Meta a passé les cinq dernières années à convaincre le monde que la réalité virtuelle serait la prochaine plateforme computationnelle dominante. Cet effort a coûté des dizaines de milliards de dollars et produit des résultats mitigés — le Quest est une réussite matérielle, le Metaverse comme destination sociale n’a pas décollé comme espéré. En parallèle, une autre opportunité s’est dessinée, moins spectaculaire mais peut-être plus immédiate : le cloud gaming.
L’économie de l’attention comme contexte
Meta est fondamentalement une entreprise d’attention. Son modèle économique repose sur la capacité à capter du temps utilisateur et à le monétiser via la publicité. Instagram, Facebook, WhatsApp, Reels — chaque produit est une interface de capture d’attention.
Le jeu vidéo est l’une des formes de divertissement numérique qui capture le plus de temps par session. Un joueur engagé dans une partie peut y passer deux, trois, quatre heures consécutives — une densité d’engagement qui écrase les formats vidéo courts. Pour Meta, qui cherche à maximiser le temps dans son écosystème, le jeu représente une catégorie à haute valeur d’attention.

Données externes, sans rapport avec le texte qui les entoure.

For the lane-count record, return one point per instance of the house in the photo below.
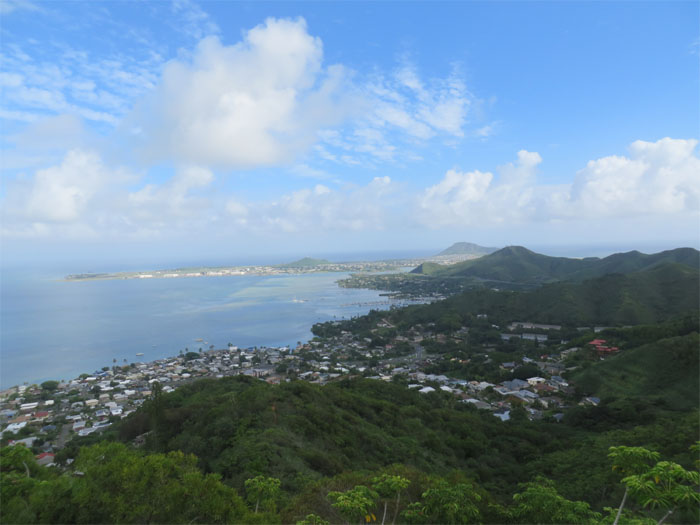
(515, 384)
(481, 405)
(45, 459)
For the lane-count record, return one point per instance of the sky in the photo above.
(135, 130)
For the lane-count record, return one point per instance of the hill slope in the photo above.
(516, 264)
(467, 248)
(665, 370)
(642, 297)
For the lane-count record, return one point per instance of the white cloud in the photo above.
(658, 179)
(193, 20)
(319, 209)
(60, 194)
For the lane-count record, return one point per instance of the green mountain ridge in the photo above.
(467, 248)
(516, 264)
(646, 296)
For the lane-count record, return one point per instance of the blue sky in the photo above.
(230, 128)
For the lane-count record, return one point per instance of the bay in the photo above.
(54, 329)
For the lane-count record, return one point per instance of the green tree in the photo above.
(667, 485)
(313, 519)
(123, 486)
(354, 504)
(445, 503)
(539, 502)
(388, 486)
(262, 490)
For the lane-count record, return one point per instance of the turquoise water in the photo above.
(52, 329)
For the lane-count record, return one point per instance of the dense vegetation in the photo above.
(467, 248)
(333, 439)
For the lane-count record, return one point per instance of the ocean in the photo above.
(54, 329)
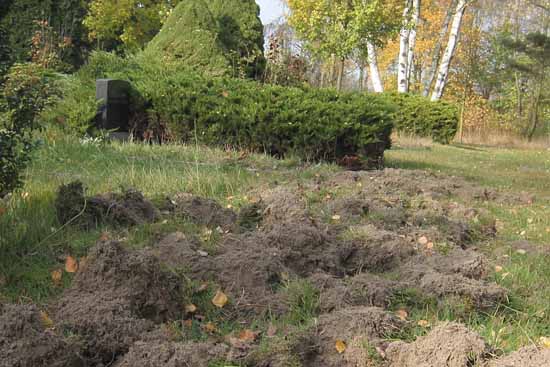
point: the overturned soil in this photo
(361, 244)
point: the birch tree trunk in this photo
(340, 77)
(373, 66)
(436, 55)
(402, 82)
(443, 71)
(412, 40)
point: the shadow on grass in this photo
(468, 147)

Cloud gaming : où en est le marché ?
Le cloud gaming permet de jouer à des jeux haute performance depuis n’importe quel appareil — smartphone, tablette, TV connectée — sans console ou PC puissant. Le jeu tourne sur des serveurs distants ; seul le flux vidéo est transmis à l’écran de l’utilisateur.
Microsoft xCloud (via Xbox Game Pass) est le leader actuel, avec la profondeur du catalogue Xbox et Activision-Blizzard comme argument central. NVIDIA GeForce NOW adopte une approche différente — accès à des bibliothèques de jeux que l’utilisateur possède déjà sur Steam ou Epic Games. PlayStation Cloud offre le catalogue Sony en streaming. Amazon Luna occupe un espace intermédiaire.
Ce marché n’a pas encore explosé comme prévu en 2020. La latence reste le principal obstacle technique : un réseau 5G ou fibre de bonne qualité offre une expérience correcte, mais loin de la fluidité d’une console locale pour les jeux qui nécessitent des réflexes précis. Pour les jeux narratifs, les RPG et les jeux de stratégie, le cloud gaming fonctionne déjà bien. Pour les jeux compétitifs en temps réel, moins.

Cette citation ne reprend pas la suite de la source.